A member of the plumbing-heating-Cooling Contractors-National Association told a House subcommittee in late July that more and more small businesses will disappear if the proposed electric utility deregulation allows utilities to compete unfairly.

PHCC member Laurie Crigler testified before the Regulatory and Paperwork Reduction Subcommittee that utilities throughout the country need to be put on the same playing field as small service companies.

“The utilities should have to build their own reputations and customer bases for this new enterprise, and not draw from a list of utility customers which provides on utility usage,” said Crigler, whose company sells and installs plumbing products in new residential and light commercial buildings. “That’s not a level playing field. If they want to compete, they need to train their people, equip their people and market their people all by themselves, without the aid of someone else’s money.”

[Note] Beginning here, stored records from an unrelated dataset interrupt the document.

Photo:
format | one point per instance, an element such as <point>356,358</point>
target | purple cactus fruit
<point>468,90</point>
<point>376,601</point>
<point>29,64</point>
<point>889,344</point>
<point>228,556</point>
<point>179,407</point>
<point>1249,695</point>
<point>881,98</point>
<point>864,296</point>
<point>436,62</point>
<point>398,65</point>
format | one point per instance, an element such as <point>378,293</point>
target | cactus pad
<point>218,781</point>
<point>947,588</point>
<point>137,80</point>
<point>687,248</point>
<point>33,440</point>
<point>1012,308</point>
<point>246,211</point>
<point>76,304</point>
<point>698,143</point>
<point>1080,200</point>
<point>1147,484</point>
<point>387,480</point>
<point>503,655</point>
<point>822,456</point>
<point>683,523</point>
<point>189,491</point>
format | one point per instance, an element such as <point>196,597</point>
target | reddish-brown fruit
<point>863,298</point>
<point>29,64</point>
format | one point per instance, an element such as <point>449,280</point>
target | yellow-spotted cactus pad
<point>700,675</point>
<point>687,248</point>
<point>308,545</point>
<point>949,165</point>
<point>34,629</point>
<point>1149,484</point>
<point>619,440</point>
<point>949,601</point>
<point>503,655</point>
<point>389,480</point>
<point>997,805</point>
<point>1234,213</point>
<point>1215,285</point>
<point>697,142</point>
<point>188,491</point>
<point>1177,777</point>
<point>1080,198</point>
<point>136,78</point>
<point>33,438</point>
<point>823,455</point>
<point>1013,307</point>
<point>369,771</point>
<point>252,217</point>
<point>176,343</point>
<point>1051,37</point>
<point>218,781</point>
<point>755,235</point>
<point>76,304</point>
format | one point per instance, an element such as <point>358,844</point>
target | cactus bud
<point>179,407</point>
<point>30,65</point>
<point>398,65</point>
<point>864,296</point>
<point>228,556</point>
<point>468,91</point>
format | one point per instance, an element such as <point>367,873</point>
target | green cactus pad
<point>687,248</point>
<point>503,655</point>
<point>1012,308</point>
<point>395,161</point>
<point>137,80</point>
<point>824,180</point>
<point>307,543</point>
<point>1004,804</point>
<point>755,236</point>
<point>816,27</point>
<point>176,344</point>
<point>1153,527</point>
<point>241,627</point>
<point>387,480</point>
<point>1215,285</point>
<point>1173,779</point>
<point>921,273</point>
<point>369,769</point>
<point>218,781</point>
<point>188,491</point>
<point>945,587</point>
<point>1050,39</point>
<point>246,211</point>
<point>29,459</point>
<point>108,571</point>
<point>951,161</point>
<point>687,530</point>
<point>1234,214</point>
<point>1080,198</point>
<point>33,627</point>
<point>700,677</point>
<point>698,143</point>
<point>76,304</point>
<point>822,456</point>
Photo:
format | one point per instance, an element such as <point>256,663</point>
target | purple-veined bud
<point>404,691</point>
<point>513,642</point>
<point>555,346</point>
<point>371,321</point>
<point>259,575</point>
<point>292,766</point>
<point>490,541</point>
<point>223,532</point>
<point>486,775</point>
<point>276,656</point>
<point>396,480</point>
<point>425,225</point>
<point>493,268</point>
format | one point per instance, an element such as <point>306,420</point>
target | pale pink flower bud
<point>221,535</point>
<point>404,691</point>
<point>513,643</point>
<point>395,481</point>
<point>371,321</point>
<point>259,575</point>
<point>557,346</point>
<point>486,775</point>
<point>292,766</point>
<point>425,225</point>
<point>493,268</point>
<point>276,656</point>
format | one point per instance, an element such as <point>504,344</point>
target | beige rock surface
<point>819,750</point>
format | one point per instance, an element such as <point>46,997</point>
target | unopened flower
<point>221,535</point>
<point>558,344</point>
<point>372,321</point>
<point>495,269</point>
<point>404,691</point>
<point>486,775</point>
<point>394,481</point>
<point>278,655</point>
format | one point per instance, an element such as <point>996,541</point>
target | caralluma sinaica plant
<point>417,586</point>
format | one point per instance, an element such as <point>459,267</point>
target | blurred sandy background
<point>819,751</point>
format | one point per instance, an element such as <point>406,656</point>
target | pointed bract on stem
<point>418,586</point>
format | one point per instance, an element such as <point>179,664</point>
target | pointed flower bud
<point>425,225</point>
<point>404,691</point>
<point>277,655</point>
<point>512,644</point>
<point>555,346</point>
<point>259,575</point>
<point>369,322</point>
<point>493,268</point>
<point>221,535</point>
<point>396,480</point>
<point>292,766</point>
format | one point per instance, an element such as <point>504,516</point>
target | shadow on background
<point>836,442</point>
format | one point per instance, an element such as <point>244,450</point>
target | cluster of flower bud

Crigler, owner of Aroda, Va.-based L&D Associates Inc., spoke to Congress on behalf of her company, the PHCC-NA and the National Alliance for Fair Competition (NAFC). She said the haste to keep and add new customers by utilities compromises the safety, health and welfare of the very customers they are trying to service.

“Many utilities are trying to be everything to everyone,” added Crigler. “They are looking for any avenue to get into people’s homes. There is the very real danger that utilities are using, and will continue to use, ratepayer funds to subsidize these new facets of their businesses.”

Crigler said she is not against competition in the energy market. “If Congress wants to bring more competition to the energy market, simply deregulating the utilities will not do it. The utilities must also be de-monopolized as well.”

The current plans for deregulation lack sufficient provisions to stop utility companies from using ratepayer funds to finance their expanded, competitive services. This gives utilities an unfair business advantage over its competitors. The utilities have customer profiles, records on customer energy usage and name recognition that small business owners either don’t have or took years to create.

“The electric consumers of Virginia did not finance my good name and reputation,” Crigler said. “I earned it myself. The consumers recognize and appreciate the high level of skill and professionalism my company displays.”